Unions Want More - From Taxpayers

COMMENTARY

Unions Want More - From Taxpayers

Sep 8, 2010 2 min read
COMMENTARY BY
Edwin J. Feulner, PhD

Founder and Former President

Heritage Trustee since 1973 | Heritage President from 1977 to 2013

The labor movement recently marked a historic transformation: A majority of union members now work not in the private sector, but in government. The movement that once fought to raise the wages of ordinary workers has turned into one that fights to raise their taxes.

This is quite a shift. The early trade unionists did not envision unionizing the government. They viewed unions as a way to get workers a larger share of business profits. Not until the late 1950s did unions begin organizing government employees.

The union movement has transformed since then because unions raise costs. As a result, unionized companies often fall behind their nonunion competitors. The story of Toyota rising at unionized General Motors' expense has repeated itself again and again in the private sector.

The government, however, has no competitors and covers its costs with taxes. Even as unions have shrunk in the private sector, they have flourished in government.

Last year, those paths crossed. Today, 52 percent of all union members work in government. Three times as many union members work for the U.S. Post Office as in the auto industry. The new union movement represents government employees.

Samuel Gompers, founder of the American Federation of Labor, was asked once what his union wanted. He responded honestly: "More."

Government unions have the same answer.

The average government employee earns more than he would in the private sector. Federal employees enjoy total compensation 30 percent to 40 percent above market rates. State and local government workers typically enjoy generous health coverage as well as defined-benefit pensions that enable them to retire in their 50s.

The government also provides incredible job security. Government employment has grown in this recession even as the private sector has lost 8 million net jobs. It's also next to impossible to fire a unionized government employee for underperforming.

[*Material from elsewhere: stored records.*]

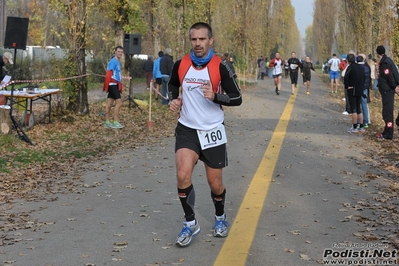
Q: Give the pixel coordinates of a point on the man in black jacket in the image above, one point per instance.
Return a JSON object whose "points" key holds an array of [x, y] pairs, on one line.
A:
{"points": [[354, 83], [166, 66], [388, 83]]}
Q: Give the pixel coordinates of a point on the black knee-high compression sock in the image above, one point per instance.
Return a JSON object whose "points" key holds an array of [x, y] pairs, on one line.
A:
{"points": [[187, 200], [218, 201]]}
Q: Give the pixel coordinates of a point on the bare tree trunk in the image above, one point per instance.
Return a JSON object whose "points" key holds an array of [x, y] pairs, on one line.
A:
{"points": [[77, 16]]}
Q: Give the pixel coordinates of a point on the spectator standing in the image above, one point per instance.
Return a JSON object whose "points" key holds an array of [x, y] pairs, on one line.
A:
{"points": [[354, 84], [366, 89], [262, 68], [166, 66], [277, 64], [342, 67], [306, 68], [148, 66], [388, 81], [157, 75], [374, 75], [333, 64], [294, 65], [4, 60], [113, 86], [258, 63]]}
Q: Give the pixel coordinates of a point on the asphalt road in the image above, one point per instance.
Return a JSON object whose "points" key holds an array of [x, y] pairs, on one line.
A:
{"points": [[128, 212]]}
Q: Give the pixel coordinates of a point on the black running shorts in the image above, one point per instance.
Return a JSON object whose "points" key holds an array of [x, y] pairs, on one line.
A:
{"points": [[186, 137], [113, 92]]}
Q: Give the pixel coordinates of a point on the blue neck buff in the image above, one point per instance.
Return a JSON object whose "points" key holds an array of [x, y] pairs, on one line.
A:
{"points": [[201, 61]]}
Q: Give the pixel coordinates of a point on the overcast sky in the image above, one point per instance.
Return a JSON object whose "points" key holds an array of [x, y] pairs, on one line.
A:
{"points": [[303, 14]]}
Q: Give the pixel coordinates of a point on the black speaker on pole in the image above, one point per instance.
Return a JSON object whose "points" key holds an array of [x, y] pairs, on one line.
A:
{"points": [[16, 33], [132, 44]]}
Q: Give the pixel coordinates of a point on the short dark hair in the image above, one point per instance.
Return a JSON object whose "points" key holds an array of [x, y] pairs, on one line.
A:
{"points": [[350, 58], [118, 47], [202, 25]]}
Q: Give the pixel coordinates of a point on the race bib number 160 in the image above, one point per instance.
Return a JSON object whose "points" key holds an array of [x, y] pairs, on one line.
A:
{"points": [[213, 137]]}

Unfortunately, taxpayers must get less in order for government employees to get more. The government is not a normal employer. Unions cannot bargain over how to divide the government's profits because it has no profits. Rather, government unions want more tax dollars spent on them.

That takes political power instead of traditional bargaining power. Unions rarely go on strike anymore. Instead, they spend heavily on politics. The American Federation of State, County and Municipal Employees spent a third of its budget in 2008 on politics and lobbying. The AFL-CIO and Service Employees International Union just announced plans to spend $100 million on the midterm elections.

When they can elect sympathetic politicians, unions control both sides of the government bargaining table. But no one speaks for taxpayers or the recipients of government services.

This has had severe consequences for many state and local governments. They face $3 trillion in unfunded liabilities for their generous pensions - obligations that already have started pushing cities into bankruptcy. Governments must respond to union wins by raising taxes or cutting spending.

Unions prefer tax increases. Higher taxes mean even more money for their members who work in government, and they campaign for tax increases across the country.

This year in Oregon, for example, unions outspent the business community to pass two ballot initiatives that raised business and income taxes. In Kansas, unions successfully lobbied the Legislature to raise the state sales tax.

In Illinois, meanwhile, unions are pressing the General Assembly to raise the state's income tax by two-thirds. They have organized mass demonstrations outside the state Capitol, with government employees shouting, "Raise my taxes!" and "Where's the money?"

This is the new union movement: Government employees lobbying for more government.

James Sherk is a senior policy analyst in Labor Economics at the Heritage Foundation (heritage.org).